In a very broad sense, GNU/Linux applications are distributed in two formats: source code and distribution-specific packages.
The concept of distributing an application as source code seems foreign to many computer users, but it is extremely logical.
It is usually preferable to find a distribution specific package of the application for your distribution first. Only hunt for source code if you have a reason to such as there is no package for your distro, or the source code version is more up to date than the package version.
Distribution Specific Packages
Possibly the two most common packages out there are Debian and Red Hat style packages. There are others such as Slackware, but Debian and Red Hat are probably the most common.
Debian style packages end in the extension .deb and Red Hat style packages end in the extension .rpm. In general, if you are running a Debian-based system (like Ubuntu, Kanotix, or Debian itself) you should look for a *.deb package for the application; if you’re running a Red Hat-style system (like Fedora, SUSE, or Red Hat itself), then you should look for a *.rpm package for the application.
The words ‘In general’ are emphasized above because some distributions have gone so far off the mainstream track of their flavour that this rule does no apply. For example, Ubuntu is a Debian-based distribution and therefore you should be able to use a *.deb package to install an application. However, Ubuntu has strayed so far from the core Debian stream that there are some *.deb packages that won’t work on Ubuntu. Therefore not only do you want to look for a *.deb package for your Ubuntu but you also want to look specifically for an Ubuntu *.deb package.

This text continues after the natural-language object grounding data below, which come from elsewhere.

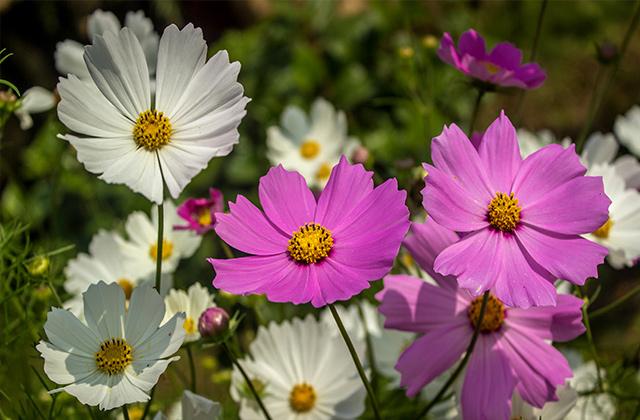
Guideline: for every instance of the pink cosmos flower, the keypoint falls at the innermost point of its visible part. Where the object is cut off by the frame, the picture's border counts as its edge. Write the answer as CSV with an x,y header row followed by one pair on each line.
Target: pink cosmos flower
x,y
200,212
521,219
308,251
502,66
512,351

Attempting to install a standard *.deb package may or may not work.
I am not picking on Ubuntu – this same situation exists for many distros.
You may also have some luck grabbing the proper *.deb or *.rpm from your package manager.

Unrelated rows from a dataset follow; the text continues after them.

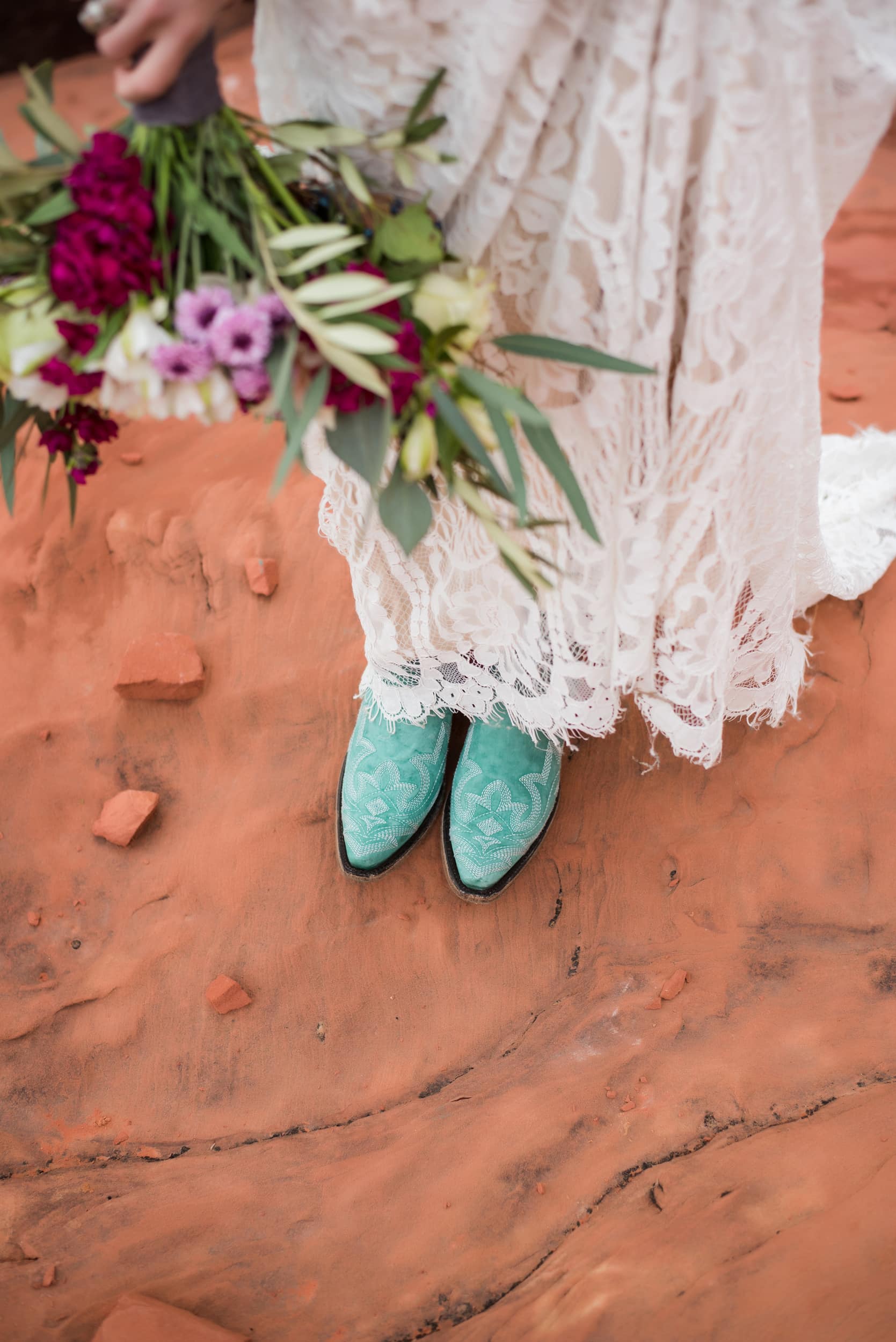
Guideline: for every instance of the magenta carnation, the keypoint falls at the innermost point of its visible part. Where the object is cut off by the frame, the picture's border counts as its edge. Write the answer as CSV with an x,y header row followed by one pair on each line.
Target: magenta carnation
x,y
242,336
60,374
183,363
251,384
104,251
79,337
195,312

In the terminal window of a Debian-based system (as root), type:
apt-get install application_name
In the terminal window of a Red Hat-based system (as root), type:
yum install application_name
If you’re successful, the application will download and install itself and you’re done.

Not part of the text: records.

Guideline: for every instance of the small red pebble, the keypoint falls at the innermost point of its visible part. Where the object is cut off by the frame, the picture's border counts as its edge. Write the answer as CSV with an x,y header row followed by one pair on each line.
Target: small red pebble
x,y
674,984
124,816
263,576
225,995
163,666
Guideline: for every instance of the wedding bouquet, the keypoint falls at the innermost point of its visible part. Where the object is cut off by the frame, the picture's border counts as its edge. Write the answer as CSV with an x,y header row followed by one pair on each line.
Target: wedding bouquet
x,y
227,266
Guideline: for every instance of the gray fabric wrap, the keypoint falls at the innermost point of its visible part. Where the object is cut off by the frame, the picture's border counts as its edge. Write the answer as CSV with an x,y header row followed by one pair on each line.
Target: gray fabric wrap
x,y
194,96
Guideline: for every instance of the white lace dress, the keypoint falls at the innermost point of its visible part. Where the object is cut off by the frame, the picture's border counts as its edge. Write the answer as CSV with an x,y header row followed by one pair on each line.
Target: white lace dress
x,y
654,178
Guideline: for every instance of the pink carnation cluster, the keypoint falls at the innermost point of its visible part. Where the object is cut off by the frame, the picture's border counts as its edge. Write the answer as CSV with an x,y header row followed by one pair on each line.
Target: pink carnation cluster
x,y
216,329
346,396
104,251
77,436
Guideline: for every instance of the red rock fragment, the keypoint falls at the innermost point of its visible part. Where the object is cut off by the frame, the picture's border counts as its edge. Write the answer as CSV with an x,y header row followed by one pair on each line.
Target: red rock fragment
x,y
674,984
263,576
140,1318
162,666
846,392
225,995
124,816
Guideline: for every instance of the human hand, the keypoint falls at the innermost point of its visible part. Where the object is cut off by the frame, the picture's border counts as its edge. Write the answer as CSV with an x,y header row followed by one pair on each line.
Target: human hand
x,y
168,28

Source code is generally distributed as a tar archive which is usually referred to as a ‘tarball’. The advantage of compiling source code over installing a package is that the application will be built to your specific system. The disadvantage is that your system may not have all of the dependent packages that it requires in order to actually install or run the application. The activity of trying to install any required dependencies for an application is sometimes referred to as ‘dependency hell’ because it can be quite labourious.
Tarballs are generally archived in one of two ways: BZipped (usually has an extension of tar.bz or .tbz) or GZipped (usually has an extension of either .tar.gz or .tgz)
In general, the following steps are used to install a tarball:
- For a GZipped tarball: tar –zxvf filename.tar.gz (or filename.tgz)
- For a BZipped tarball: tar jzvf filename.tar.bz (or filename.tbz)
- (as root) make install
The configure stage is where your system is queried to see if it has all the dependent files. The make stage is where the executable is actually compiled, and the make install stage is when the completed application is installed onto your system. Generally if you make it past the configure then you’re probably going to be OK.